At any rate, the point is that in the absence of additional rule-systems ("institutions" or "structure"), a group of people making decisions together has no natural endpoint. So legislatures impose lots of institutional structure on themselves to foster a reasonable equilibrium. The technical lingo here is "structure induced equilibrium."

A simple example is how bills and amendments are considered. There's no reason it has to be this way; it wasn't imposed by Zeus, but the last vote taken always compares the bill, as amended, to the status quo. Taking votes in this order instead of some other order limits bills that pass to the WARNING TECHNICAL LINGO win-set of the status quo, which is good.
posted by ROU_Xenophobe at 2:00 PM on June 3, 2010 [5 favorites]


Are committees at the federal level required to report out on every bill referred to them?

No.

Most bills die because, once sent to committee, the committee pays no attention to them and they disappear into the legislative ether at the end of the Congress. This isn't necessarily a bad thing.
posted by ROU_Xenophobe at 2:05 PM on June 3, 2010


This isn't necessarily a bad thing.

Agreed, but it does confer more power on certain committee leaders--so not all legislators play an equal role in the legislative process. In a way, that means we don't always necessarily get equal representation for our votes. States whose reps have seniority or chair important committees get more say in the outcomes.
posted by saulgoodman at 2:10 PM on June 3, 2010


How is ammendment formed? How law get pastted>?
posted by ROU_Xenophobe at 8:28 PM on June 3, 2010 [1 favorite]

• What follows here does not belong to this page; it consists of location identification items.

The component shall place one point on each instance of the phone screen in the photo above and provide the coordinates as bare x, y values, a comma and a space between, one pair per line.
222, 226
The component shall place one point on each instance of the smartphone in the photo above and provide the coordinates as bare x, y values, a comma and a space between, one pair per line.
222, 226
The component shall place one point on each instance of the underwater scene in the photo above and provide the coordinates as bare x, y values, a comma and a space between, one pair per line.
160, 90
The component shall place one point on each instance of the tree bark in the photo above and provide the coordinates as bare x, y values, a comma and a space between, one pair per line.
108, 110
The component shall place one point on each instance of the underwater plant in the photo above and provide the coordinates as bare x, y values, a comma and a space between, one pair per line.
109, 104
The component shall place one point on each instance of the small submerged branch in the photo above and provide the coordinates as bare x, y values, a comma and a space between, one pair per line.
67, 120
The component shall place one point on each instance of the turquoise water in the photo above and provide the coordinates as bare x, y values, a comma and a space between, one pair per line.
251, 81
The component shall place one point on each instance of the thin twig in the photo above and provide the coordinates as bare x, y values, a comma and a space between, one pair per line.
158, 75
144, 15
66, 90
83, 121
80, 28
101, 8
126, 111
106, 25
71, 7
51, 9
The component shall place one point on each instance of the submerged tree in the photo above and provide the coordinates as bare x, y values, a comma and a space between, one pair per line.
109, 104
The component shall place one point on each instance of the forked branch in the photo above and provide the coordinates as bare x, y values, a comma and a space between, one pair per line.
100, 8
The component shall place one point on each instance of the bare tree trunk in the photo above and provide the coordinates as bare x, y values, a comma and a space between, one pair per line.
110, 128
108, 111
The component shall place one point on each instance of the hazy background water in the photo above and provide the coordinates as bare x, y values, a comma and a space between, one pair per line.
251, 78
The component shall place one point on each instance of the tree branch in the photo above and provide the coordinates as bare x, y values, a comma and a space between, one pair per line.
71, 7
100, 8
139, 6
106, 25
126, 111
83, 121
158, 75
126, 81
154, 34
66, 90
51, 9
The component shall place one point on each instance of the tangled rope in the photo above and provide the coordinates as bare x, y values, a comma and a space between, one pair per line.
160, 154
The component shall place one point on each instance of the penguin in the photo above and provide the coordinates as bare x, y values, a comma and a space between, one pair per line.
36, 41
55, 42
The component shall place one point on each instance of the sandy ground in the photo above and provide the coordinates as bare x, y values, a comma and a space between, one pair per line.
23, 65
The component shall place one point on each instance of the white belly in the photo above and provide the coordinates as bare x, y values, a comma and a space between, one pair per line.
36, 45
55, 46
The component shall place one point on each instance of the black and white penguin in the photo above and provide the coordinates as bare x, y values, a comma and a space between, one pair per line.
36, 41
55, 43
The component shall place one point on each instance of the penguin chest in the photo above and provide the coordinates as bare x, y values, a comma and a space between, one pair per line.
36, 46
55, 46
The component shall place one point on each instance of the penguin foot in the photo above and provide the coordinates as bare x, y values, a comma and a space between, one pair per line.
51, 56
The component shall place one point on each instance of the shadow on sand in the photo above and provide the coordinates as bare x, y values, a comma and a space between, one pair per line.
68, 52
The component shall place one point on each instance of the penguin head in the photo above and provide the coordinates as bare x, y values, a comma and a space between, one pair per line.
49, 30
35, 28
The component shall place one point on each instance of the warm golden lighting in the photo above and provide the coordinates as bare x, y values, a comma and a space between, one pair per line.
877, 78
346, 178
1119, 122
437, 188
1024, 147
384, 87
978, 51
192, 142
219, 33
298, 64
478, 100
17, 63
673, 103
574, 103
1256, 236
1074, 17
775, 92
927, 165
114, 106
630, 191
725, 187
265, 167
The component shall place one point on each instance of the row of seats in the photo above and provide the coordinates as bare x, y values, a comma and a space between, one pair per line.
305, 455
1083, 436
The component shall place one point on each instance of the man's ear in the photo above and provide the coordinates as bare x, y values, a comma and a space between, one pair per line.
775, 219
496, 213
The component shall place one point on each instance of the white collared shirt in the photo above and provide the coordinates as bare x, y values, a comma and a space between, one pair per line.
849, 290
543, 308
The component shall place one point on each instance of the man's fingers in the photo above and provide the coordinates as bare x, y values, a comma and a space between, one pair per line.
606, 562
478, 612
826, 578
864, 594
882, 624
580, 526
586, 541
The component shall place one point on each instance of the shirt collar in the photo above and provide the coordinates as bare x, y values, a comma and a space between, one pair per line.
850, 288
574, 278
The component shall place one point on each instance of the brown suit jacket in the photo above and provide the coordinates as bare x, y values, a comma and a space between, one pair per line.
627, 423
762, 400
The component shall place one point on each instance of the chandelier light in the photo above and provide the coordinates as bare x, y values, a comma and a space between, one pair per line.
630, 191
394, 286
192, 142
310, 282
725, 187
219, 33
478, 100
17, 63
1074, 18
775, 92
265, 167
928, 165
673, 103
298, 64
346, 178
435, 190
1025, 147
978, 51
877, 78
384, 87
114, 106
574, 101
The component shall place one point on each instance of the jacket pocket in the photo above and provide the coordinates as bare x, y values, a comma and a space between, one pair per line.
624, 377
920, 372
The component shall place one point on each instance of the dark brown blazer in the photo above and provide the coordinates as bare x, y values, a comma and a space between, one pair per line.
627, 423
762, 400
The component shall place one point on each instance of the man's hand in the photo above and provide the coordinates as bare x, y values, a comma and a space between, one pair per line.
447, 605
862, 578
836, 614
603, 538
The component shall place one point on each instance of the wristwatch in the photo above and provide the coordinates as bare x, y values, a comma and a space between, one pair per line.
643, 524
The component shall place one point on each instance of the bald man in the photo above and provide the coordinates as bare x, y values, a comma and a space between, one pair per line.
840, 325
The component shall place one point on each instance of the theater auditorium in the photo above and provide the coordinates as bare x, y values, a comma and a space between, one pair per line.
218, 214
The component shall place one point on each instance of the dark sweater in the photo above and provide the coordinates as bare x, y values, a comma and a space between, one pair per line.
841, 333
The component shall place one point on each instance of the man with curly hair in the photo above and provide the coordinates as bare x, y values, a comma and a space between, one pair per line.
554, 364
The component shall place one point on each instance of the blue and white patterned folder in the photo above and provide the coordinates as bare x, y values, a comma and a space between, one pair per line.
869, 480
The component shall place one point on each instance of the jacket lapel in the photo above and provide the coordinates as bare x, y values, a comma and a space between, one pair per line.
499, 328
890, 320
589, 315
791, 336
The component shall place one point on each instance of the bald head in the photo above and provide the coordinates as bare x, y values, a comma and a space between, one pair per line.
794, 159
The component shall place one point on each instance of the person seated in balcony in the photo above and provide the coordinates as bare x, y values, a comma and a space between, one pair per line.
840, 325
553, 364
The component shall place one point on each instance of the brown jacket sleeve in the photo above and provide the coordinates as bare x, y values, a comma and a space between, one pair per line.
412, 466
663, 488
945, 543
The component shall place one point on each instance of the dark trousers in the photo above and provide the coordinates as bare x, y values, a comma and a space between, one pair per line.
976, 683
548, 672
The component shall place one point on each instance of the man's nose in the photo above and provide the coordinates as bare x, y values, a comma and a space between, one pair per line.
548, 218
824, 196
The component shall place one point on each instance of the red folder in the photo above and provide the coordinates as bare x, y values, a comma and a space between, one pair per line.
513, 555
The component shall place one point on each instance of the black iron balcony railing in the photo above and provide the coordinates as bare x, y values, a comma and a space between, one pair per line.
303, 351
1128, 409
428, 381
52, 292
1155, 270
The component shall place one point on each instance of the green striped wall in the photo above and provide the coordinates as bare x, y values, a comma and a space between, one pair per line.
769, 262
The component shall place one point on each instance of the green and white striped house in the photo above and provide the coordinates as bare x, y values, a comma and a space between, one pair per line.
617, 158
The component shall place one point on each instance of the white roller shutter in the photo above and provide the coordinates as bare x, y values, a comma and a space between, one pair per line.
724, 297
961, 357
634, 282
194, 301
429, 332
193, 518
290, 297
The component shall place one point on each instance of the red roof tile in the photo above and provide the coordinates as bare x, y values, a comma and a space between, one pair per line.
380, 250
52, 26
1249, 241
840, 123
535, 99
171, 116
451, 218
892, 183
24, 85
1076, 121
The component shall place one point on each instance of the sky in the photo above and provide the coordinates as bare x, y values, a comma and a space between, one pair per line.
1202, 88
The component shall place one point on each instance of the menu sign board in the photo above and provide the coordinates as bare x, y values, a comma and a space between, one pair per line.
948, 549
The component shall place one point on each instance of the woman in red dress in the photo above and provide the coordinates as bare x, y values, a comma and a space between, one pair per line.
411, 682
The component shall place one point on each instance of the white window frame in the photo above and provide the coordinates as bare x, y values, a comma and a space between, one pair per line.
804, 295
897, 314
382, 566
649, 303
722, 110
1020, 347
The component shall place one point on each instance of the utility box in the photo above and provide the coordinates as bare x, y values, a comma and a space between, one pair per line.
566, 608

Missing from this chart: "Incumbent Senator's campaign war chest is low; anti-incumbent sentiment high; general election in 6 months. (Lobbying Opportunity)"
posted by ZenMasterThis at 9:25 PM on June 3, 2010


But the downside is it also creates a lot of opportunities for power-brokering, and potentially, corruption in the process.

Perhaps, but I think that was true anyways. And the upshot of a system like this is that while it does create opportunities for power-brokering, it also creates opportunities for accountability. True, the committee chairmen can wield what is arguably inordinate power, but because they're identifiable people in identifiable positions, we also get to hold them accountable for how they use it.

Granted, this doesn't actually happen most of the time, largely because the American media and populace have little patience or inclination for plumbing the depths of federal legislative procedure, but that doesn't change the fact that the opportunity is there.